Majikan memutuskan untuk tidak mempekerjakan RN lagi sesaat mengetahui pihak keluarga RN sedang berusaha menyelamatkan RN. RN diminta untuk mengemas dan merapihkan semua barang miliknya. Sebelum meninggalkan rumah, majikan meminta paksa telepon genggam milik RN dan menghapus semua nomor kontak majikan dan anggota keluarganya yang tersimpan dalam memori telepon genggam itu. Pakaian yang telah disusun rapi di dalam tas dibongkar untuk memastikan tidak ada barang majikan yang dibawa oleh RN.

RN dibawa dan diturunkan di sekitar Bandara Subang Jaya. Ia ditinggalkan begitu saja di tepi jalan raya tanpa memberikan gajinya. Anak RN sempat memberikan nomor kontak Migrant CARE Kuala Lumpur kepadanya agar mendapatkan pertolongan. RN kemudian berhasil dibawa ke Shelter Migrant CARE Kuala Lumpur. Keesokannya, Migrant CARE Kuala Lumpur membawa RN ke Kedutaan Besar Republik Indonesia untuk mendapatkan langkah-langkah perlindungan.

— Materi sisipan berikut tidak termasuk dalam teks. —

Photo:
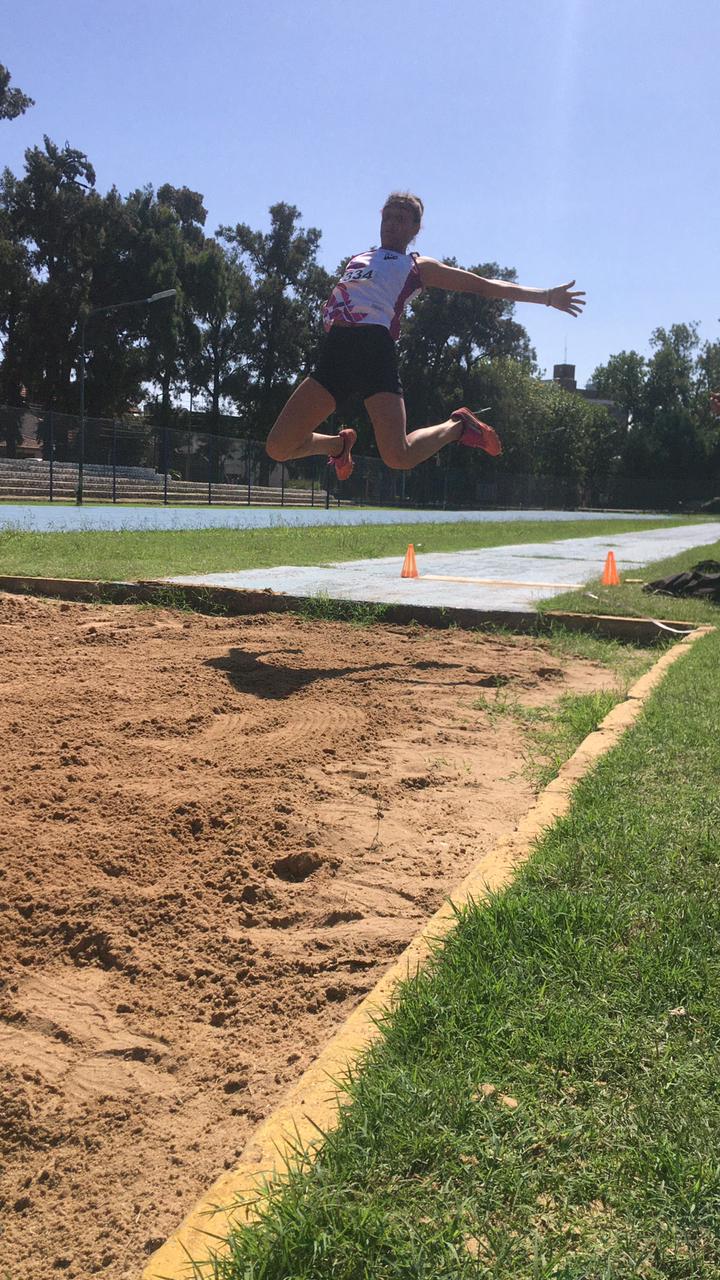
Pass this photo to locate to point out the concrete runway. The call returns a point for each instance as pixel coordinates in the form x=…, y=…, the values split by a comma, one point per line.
x=497, y=577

Persoalan perdagangan orang masih menjadi momok yang menakutkan di Indonesia. Maraknya kasus menyasar calon pekerja migran, khususnya perempuan di tengah minimnya informasi seputar migrasi aman. Kebijakan moratorium penempatan pekerja migran malah menimbulkan persoalan dalam dimensi yang lebih luas dan mengkhawatirkan. Salah satunya adalah Tindak Pidana Perdagangan Orang (TPPO). “Licin bagai belut,” perumpamaan itu tepat menggambarkan oknum-oknum nakal, pelaku TPPO yang sulit diatasi. Oleh sebab itu, pengawasan ketat dan penegakan hukum yang kuat patut dilakukan untuk memberantaskan perdagangan orang. Segala kebijakan pemerintah menyangkut pekerja migran harus gencar disosialisasikan di seluruh pelosok Indonesia, terutama di wilayah kantong basis pekerja migran. Kebijakan yang baik dan memiliki keberpihakan kepada pahlawan tidak akan berguna, jika pekerja migran yang seharusnya menjadi subyek kebijakan, tidak menerima dan memahami informasi tentang kebijakan tersebut.